By summertime, they were ready to take a risk. Instead of accepting internships-traditionally very important for MBA students-they secured some short-term backing to spend the summer developing their idea.

The business is still in its earliest stages, but Han is optimistic. Several universities have shown interest in pursuing his licensing plan. He credits the $50K with helping him get to this point. “It was the $50K deadlines, the $50K ideals that forced us to not wait around for the perfect idea, but to take an idea that could potentially be a business and go do it,” Han says. In the end, he says, while it was disappointing not to advance in the competition, “nevertheless, we are grateful it was there.”

Fruits of the $50K

As an undergraduate computer science major, Michael Bryzek ‘99, Mng ‘00, entered the $50K in 1998 with a plan based on his volunteer work in Cambridge schools. His team, Volunteer Solutions, had a simple business idea: posting volunteer opportunities online to encourage volunteerism and match people with organizations. The idea grew out of a heavily used database Bryzek had helped develop for MIT’s Public Service Center. Bryzek and his teammates reasoned that they could charge nonprofits a fee to use their Web site to find volunteers, and they developed a business plan to enter in the $50K.

That spring, Volunteer Solutions became the first and only nonprofit organization to win the competition. It beat $50K poster company Akamai for the top prize. What led to the win? Bryzek says his company had simply progressed farthest at the time of the final awards. By then, it had been doing business for almost a year. Indeed, $50K entrants often submit plans while simultaneously seeking outside funding and moving forward with their businesses.

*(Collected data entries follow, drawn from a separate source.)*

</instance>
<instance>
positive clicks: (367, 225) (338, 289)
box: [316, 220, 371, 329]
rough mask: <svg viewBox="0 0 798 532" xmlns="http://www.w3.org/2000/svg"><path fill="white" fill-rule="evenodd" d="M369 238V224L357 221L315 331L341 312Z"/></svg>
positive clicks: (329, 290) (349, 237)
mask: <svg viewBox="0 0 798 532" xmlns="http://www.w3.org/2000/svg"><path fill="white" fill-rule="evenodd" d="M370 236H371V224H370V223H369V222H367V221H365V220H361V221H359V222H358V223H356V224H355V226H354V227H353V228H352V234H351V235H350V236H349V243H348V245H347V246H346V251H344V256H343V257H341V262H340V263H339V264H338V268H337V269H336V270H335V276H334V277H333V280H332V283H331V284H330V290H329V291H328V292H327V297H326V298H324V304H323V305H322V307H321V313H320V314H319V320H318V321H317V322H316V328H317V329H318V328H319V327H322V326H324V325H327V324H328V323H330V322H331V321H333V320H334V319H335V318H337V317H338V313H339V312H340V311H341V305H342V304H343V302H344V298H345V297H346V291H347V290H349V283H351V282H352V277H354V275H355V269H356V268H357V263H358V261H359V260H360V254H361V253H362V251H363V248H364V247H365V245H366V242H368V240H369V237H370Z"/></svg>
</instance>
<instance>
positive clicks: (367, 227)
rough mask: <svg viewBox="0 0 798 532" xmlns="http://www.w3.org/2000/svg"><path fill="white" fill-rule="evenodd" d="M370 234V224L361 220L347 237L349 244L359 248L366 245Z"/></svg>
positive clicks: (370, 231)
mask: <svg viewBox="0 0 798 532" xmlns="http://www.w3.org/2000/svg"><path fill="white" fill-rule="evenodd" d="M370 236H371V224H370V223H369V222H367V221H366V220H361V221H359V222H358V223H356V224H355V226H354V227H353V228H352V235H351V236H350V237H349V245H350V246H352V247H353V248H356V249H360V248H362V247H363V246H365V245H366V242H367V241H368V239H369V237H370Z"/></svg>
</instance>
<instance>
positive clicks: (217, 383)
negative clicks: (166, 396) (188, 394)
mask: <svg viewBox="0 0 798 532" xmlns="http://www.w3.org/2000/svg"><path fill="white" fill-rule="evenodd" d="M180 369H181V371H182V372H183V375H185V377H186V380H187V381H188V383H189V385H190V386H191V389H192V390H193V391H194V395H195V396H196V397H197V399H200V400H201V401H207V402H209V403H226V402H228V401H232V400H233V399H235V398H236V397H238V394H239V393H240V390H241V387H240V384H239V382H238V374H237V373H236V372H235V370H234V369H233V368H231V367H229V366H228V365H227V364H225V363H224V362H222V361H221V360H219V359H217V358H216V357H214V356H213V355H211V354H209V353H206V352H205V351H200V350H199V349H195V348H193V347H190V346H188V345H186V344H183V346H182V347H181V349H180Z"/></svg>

But the competition was only the beginning for Volunteer Solutions. The contest publicity brought critical contacts, including an angel investor from California, who provided money for expansion. In addition, the win and the organization’s early growth subsequently attracted the attention of the United Way, which acquired Volunteer Solutions. “With them, we’ve been able to grow more then tenfold in the first year and a half, and revenue has probably grown 100-fold,” Bryzek says. Thanks to the merger, Volunteer Solutions is now in 52 communities nationwide and serves up more than a million Web pages of volunteer opportunities every month. About 100 new volunteers register on the site every day. “In different communities, we’re starting to see the final impact of all of this work.”

Bryzek’s story doesn’t end there. Revenue from the sale of Volunteer Solutions fed a new venture, the Nonprofit Funding Competition, a $100,000 national business plan contest for nonprofit organizations. The competition took place for the first time in 20022003. Structurally, it was modeled closely on the $50K. And the response to the call for entries was overwhelming. “We expected we would get 60 entries,” Bryzek says. “We ended up with 185 executive summaries.”

Today, Bryzek works full time for Volunteer Solutions and donates his time to the new competition. He says winning the $50K changed his life. “It was the first time we received validation for the business model,” he notes. “To get validation in front of [the $50K] group gave us confidence that I don’t think we would have gotten anywhere else.” Five years later, the United Way still markets Volunteer Solutions by mentioning that it won the $50K.

In the final analysis, each participant’s experience is unique, but all students involved, whether team members or organizers, learn matchless lessons about entrepreneurship. Competitors learn to write business plans, but also to see their ideas through and leverage social networks to gain support. Organizers learn to facilitate others’ growth while soaking up participants’ entrepreneurial passion. As Sloan School dean Richard Schmalensee says, the $50K is “first and foremost an incredible educational experience.” He adds, “I suspect the number of ventures that have been made successful because key players had the $50K experience earlier in their lives is enormous.”